Honorable Mentions (Nice to Have)

Feature Impact Notes
**Named datatypes (H5Tcommit)** 🟢 Low Rare in scientific computing; useful for cross-file consistency.
HDF5 1.14 dimension-scale wrappers 🟡 Medium H5DSset_scale / H5DSattach_scale not wrapped; netCDF4 ↔ HDF5 interop is the primary motivator.
Multi-backend emission rollout 🟡 Medium h5cpp-compiler's HDF5 producer is the only landed backend; Protobuf / JSON Schema / SQL DDL / Avro on the roadmap. Significant LLM-tooling / RPC-schema upside when complete.
C++26 reflection completion 🟢 Low (timed) Waiting on GCC 16.1+ / Clang 21+ / MSVC 2026 — the path is designed (see roadmap) and will eliminate the external-tool dependency for non-POD types.
Type conversion (read path) completion 🟡 Medium H5Tconversion.hpp covers common cases; some explicit casts still flagged TODO. Hardening pass would close the last narrowing-cast edge cases.

What changed since the earlier evaluation

The headline shifts:

  • STL non-contiguous unblocked — #89 resolved; std::map, std::list, std::set, ragged vector<vector<T>> all dispatched through the unified trait-based path (Walter Brown feature detection at the core).
  • Eigen sparse landed — joined Armadillo on the canonical CSC group layout; scipy/Julia/10x interop established.
  • Async mode (Phase II) — separate h5::async::* descriptor types with operator hid_t() = delete so the type system prevents raw-CAPI escape paths.
  • References fullh5::reference_t covers both region and object references with RAII rule-of-five semantics.
  • macOS packagingmacos-15 / arm64 / pkg job in CI produces a signed .pkg for Apple Silicon.
  • Public CDash dashboard — submissions welcomed from the community; per-platform / per-compiler / per-HDF5-version matrix view.
  • h5cpp-compiler — multi-backend reflection toolchain landed; HDF5 producer in production, four others on the roadmap.
  • Documentation overhaul — curated Doxygen @page tree with three parallel axes (I/O / TOPICS / COOKBOOK); 28 cookbook examples; full Walter Brown idiom write-up; per-topic deep-dives.
  • C++20 default, C++23 features used (mdspan); C++26 reflection on the roadmap.
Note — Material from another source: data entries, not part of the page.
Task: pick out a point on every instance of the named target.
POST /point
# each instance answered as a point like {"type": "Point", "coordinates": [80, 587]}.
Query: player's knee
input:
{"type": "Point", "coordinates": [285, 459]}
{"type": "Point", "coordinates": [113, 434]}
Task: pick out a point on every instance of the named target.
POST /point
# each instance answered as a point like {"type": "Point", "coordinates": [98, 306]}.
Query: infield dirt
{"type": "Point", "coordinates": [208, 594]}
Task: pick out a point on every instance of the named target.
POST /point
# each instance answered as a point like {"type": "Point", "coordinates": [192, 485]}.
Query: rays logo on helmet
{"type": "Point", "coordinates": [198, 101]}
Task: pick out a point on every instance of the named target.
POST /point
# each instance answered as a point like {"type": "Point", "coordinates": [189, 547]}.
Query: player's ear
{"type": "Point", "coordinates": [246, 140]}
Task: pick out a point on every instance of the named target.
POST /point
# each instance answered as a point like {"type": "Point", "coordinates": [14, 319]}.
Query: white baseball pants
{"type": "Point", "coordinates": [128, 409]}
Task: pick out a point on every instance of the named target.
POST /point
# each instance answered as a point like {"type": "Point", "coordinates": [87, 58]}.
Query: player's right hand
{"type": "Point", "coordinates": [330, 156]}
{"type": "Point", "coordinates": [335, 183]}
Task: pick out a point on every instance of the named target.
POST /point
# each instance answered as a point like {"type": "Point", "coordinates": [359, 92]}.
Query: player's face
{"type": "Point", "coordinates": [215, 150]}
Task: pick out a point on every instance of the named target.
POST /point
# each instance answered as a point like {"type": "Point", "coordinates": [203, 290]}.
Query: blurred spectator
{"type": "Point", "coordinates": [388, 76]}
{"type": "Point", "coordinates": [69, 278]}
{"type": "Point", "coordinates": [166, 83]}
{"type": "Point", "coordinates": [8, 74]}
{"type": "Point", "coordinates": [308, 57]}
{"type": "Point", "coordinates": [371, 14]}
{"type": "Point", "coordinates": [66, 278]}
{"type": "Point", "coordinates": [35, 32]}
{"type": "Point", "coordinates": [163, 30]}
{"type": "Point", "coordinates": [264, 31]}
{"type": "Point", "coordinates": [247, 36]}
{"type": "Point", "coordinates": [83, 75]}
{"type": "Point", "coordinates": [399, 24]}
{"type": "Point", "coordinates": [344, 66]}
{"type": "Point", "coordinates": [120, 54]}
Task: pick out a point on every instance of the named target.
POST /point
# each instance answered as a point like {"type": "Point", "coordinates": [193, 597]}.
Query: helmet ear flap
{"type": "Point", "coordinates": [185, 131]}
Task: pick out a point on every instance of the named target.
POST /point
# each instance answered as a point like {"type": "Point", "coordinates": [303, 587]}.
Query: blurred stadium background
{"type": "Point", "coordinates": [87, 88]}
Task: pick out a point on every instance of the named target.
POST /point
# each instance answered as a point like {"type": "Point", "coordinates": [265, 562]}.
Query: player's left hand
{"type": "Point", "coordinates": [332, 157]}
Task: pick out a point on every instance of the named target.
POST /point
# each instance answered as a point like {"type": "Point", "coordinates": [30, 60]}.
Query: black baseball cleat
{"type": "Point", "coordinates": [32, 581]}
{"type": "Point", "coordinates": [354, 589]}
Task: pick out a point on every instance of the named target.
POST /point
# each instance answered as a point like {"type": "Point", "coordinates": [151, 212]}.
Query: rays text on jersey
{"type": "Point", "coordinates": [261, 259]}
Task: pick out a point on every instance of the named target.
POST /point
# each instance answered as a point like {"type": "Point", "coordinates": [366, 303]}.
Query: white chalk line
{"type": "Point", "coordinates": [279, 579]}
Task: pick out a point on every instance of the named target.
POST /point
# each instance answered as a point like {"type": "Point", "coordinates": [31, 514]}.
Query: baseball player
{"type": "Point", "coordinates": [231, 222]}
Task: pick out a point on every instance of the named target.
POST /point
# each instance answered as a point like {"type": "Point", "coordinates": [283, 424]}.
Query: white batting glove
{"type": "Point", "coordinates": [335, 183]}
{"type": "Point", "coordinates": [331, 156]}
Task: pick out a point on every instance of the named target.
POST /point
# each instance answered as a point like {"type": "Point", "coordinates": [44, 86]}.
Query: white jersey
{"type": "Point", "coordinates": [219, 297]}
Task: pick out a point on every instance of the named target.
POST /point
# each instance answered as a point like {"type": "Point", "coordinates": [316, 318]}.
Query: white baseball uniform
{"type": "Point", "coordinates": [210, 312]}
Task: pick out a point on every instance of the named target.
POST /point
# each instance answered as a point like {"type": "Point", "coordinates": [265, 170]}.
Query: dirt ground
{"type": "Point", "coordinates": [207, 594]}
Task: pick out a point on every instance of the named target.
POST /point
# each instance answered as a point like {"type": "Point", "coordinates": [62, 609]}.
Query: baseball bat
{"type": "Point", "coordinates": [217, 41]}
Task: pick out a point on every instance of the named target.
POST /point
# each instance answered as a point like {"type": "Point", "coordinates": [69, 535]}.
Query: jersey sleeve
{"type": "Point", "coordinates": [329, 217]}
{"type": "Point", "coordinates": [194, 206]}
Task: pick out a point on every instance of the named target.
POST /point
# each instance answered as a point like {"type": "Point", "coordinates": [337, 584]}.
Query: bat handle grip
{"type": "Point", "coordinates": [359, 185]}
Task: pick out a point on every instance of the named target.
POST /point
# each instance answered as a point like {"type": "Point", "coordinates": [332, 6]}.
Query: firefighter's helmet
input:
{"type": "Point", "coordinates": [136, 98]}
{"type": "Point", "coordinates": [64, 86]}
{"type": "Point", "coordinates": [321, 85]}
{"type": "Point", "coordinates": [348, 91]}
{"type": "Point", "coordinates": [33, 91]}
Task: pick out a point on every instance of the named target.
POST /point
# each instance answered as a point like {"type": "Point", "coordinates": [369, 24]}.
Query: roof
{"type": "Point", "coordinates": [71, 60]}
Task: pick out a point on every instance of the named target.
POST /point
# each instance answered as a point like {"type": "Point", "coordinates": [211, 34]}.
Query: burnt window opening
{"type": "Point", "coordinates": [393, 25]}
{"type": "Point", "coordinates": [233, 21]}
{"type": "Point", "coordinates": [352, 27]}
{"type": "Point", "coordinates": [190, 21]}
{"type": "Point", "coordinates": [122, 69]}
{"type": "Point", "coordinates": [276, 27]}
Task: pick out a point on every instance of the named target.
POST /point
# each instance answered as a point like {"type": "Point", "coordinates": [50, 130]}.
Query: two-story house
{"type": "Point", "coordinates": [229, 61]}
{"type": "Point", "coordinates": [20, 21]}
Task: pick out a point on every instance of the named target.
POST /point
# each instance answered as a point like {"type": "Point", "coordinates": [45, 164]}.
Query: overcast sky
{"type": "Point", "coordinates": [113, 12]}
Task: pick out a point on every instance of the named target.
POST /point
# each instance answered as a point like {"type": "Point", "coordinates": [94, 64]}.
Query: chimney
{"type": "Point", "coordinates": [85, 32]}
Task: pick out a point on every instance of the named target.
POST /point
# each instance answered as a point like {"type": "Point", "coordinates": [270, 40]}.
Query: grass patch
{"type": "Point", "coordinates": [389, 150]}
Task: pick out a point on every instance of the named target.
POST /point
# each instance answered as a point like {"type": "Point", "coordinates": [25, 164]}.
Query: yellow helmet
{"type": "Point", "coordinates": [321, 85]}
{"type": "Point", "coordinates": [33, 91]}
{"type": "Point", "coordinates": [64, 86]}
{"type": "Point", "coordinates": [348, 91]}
The original 5-circle scorecard now sits at 7 dimensions at 5 circles, 4 at 4 circles — the lowest ratings are on Advanced HDF5 (VDS mapping helper, point selection still missing), Parallel I/O (native 1.13+ async CAPI not directly wrapped), Sparse (Blaze sparse not implemented), and Reflection (multi-backend producers landed but C++26 path waits on compiler support). No category sits below 4 circles.